When you understand why things happen, it can lead to feelings of relief due to lessened overwhelmingness from those experiences.

Anxiety Notes

Developing Practical Ways to Cope

As therapy continues, the appointment will likely start focusing on discovering how to deal with your anxiety on a day-to-day basis.

For example:
– Learning to respond differently to anxiety
– Learning to relax your nervous system
– Beginning to face situations you would have avoided
– Building confidence in being able to handle uncertainty

These are not solutions that can happen overnight; but rather small, practical, gradual steps that will accumulate over time into something larger. Your therapist will work with you to determine methods that are manageable and appropriate for your circumstance.

Anxiety help

Exploring Underlying Causes

You might feel that the anxiety is about deeper issues, past events, enduring beliefs or childhood learned behavior patterns. In therapy you can work with these at the pace and in a way which feels manageable for you.This can lead to changes in the longer term, not just dealing with surface symptoms.

Therapy counselling

Different Approaches in Therapy

There isn’t a standard treatment for anxiety and therapists can adapt their techniques in various ways, depending on how each person experiences anxiety. Each session may sometimes focus more on:

Exploring the current issue/problems

Identifying specific thought processes

Experimenting with alternative response patterns
Sometimes the techniques, for example EMDR, may help you to process previously occurred situations that continue to bring on anxiety now. It will always be clearly explained to you what the therapist is doing and why.

Counselling help

What a Typical Session Feels Like

An average therapy session is generally 50 minutes. Sessions tend to start with a quick check in to hear how you are doing since last time:

The session then can proceed to work on a few key areas, it might be working on an issue you raised last week; it might work through a particular thought in more depth; it might add to some of the work done before.

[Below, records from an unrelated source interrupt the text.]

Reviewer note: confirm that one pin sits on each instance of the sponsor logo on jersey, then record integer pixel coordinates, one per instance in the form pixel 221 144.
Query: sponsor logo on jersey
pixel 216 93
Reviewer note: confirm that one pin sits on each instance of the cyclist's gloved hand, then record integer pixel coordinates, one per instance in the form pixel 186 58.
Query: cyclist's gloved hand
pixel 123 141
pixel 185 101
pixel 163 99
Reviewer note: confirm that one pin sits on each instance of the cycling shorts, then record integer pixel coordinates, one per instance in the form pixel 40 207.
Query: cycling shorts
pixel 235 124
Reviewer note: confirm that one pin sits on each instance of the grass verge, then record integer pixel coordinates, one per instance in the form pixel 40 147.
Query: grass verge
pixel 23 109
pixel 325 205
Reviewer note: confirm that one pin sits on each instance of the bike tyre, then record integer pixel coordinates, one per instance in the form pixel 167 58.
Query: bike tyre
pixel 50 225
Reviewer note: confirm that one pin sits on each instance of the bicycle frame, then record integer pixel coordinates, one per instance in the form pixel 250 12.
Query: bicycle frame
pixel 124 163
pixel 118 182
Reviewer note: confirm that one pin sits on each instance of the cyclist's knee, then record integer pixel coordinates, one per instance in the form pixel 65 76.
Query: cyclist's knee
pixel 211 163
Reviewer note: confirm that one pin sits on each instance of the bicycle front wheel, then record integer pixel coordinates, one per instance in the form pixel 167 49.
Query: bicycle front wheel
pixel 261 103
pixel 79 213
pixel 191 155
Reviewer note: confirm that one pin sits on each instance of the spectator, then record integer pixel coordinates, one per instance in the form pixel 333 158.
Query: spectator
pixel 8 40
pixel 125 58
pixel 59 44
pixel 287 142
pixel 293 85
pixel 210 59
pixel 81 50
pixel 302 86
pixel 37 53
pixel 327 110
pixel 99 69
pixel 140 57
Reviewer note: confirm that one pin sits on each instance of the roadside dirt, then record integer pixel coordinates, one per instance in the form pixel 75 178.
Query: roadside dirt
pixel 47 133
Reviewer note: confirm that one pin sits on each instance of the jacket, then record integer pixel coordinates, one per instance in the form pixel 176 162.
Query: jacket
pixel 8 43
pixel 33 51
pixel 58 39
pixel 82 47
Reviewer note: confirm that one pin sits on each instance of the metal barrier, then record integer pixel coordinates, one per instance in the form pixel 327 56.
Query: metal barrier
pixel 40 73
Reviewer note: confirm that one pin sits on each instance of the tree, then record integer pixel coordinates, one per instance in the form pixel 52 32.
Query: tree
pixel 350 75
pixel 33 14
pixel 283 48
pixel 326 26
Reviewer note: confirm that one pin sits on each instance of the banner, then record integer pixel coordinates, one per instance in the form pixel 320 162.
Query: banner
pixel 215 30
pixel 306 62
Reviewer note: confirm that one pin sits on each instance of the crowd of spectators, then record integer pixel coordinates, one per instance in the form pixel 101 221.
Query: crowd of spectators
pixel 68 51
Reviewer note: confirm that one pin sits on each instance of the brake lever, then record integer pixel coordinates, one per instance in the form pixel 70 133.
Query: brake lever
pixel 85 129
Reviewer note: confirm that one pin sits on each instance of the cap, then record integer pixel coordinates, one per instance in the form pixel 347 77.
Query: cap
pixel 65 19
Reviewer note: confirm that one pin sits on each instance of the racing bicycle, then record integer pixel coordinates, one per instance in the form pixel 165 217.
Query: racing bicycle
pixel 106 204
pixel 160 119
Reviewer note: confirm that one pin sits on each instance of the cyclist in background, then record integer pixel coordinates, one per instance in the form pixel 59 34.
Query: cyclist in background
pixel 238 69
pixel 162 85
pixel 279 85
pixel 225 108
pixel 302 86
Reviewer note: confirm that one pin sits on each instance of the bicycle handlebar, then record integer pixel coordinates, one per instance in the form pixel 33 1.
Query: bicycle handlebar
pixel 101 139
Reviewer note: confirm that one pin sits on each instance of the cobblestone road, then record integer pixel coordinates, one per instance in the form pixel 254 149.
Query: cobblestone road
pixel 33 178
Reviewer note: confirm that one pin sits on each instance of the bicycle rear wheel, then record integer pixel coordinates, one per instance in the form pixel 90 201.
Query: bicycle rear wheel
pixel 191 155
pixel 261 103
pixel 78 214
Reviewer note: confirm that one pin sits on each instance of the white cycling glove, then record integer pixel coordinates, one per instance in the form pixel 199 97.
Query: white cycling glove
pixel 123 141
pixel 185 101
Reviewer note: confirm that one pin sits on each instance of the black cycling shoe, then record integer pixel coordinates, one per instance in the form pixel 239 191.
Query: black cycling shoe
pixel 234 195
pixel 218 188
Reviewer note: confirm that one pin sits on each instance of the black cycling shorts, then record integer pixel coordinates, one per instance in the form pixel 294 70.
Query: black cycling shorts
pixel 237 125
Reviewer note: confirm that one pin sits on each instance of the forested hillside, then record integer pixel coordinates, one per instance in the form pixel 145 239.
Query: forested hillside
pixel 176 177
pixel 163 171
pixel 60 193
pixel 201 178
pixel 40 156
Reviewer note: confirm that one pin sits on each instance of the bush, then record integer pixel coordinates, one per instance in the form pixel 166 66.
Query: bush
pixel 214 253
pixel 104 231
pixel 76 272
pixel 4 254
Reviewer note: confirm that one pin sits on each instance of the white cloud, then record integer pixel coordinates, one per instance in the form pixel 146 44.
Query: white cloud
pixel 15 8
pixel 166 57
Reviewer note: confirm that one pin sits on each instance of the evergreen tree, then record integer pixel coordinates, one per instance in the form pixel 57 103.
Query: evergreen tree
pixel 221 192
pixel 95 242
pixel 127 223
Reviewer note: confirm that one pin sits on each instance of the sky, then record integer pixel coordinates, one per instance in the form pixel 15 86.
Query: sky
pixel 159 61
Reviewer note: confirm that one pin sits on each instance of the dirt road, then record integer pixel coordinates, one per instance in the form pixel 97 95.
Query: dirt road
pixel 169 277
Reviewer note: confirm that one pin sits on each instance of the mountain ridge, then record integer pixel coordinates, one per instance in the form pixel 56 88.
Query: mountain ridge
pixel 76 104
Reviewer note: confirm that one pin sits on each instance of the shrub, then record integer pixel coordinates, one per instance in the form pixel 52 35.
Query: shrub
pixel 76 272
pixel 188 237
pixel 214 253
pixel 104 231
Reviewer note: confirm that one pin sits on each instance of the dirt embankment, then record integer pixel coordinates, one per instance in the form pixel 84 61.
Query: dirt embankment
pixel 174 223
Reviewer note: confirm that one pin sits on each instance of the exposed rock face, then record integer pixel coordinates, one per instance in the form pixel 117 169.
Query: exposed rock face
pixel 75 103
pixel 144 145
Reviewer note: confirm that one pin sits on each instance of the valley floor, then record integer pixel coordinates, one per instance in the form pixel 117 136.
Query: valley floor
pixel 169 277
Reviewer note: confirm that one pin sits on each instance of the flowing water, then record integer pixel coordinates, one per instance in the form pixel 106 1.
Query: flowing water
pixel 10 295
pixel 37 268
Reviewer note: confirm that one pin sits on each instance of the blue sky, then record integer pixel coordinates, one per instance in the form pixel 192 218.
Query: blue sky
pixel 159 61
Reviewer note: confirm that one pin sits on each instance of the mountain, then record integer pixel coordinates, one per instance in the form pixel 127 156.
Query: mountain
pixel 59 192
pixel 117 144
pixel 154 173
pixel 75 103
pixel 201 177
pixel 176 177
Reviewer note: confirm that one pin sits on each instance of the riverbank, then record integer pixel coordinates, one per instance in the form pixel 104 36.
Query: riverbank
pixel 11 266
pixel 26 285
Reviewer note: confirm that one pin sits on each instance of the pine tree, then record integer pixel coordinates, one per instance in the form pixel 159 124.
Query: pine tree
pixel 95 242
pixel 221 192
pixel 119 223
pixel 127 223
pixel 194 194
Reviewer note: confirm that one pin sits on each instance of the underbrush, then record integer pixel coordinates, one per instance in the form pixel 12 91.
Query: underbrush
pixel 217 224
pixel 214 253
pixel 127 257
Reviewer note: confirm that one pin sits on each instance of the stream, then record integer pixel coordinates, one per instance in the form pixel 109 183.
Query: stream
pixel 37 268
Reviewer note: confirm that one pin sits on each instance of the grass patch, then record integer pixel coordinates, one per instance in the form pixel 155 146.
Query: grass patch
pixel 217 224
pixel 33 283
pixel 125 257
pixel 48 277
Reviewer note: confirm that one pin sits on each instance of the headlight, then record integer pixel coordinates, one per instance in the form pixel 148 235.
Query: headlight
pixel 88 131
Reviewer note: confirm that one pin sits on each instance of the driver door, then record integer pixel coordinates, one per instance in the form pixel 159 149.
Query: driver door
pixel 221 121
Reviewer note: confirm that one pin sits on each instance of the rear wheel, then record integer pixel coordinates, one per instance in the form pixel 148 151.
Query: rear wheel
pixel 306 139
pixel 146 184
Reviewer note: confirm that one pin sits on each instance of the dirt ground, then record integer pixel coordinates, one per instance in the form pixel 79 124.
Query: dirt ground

There is not really a script as such, some sessions might feel like more of a reflection, others more practical – both work equally well.

Therapists

Do You Have to Talk the Whole Time?

No. This is what most people feel nervous about, therapy isn’t about having to say the ‘right’ thing or filling every pause, it is quite alright to take a moment to think or not know exactly what it is you would like to say. Your therapist will facilitate the flow of the session, helping you make sense of it all, even when it does not always seem clear.

mental health support

How Therapy Helps Over Time

The aim of therapy is not to get rid of your anxiety, but to change your relationship with it.

  • Over time, most people observe that they:
    Feel less and less anxious
  • bounce back more readily after experiences that used to cause them anxiety
  • start to feel more and more able to handle a situation that previously they felt overwhelmed by.

Change may be slow but it will be rewarding and significant.

helping people

Final Thoughts

Starting therapy for anxiety can be a major undertaking, and it’s natural to be unsure about what is expected. Therapy fundamentally revolves around creating a safe space where you can be heard, understood and accepted without judgement. 

Meet you where you are, and together with your therapist, the work is undertaken to support you to feel in control of yourself, more grounded, and more peaceful in your everyday life. If you’re wondering about seeking therapy for anxiety this is often the beginning of understanding yourself from a different perspective.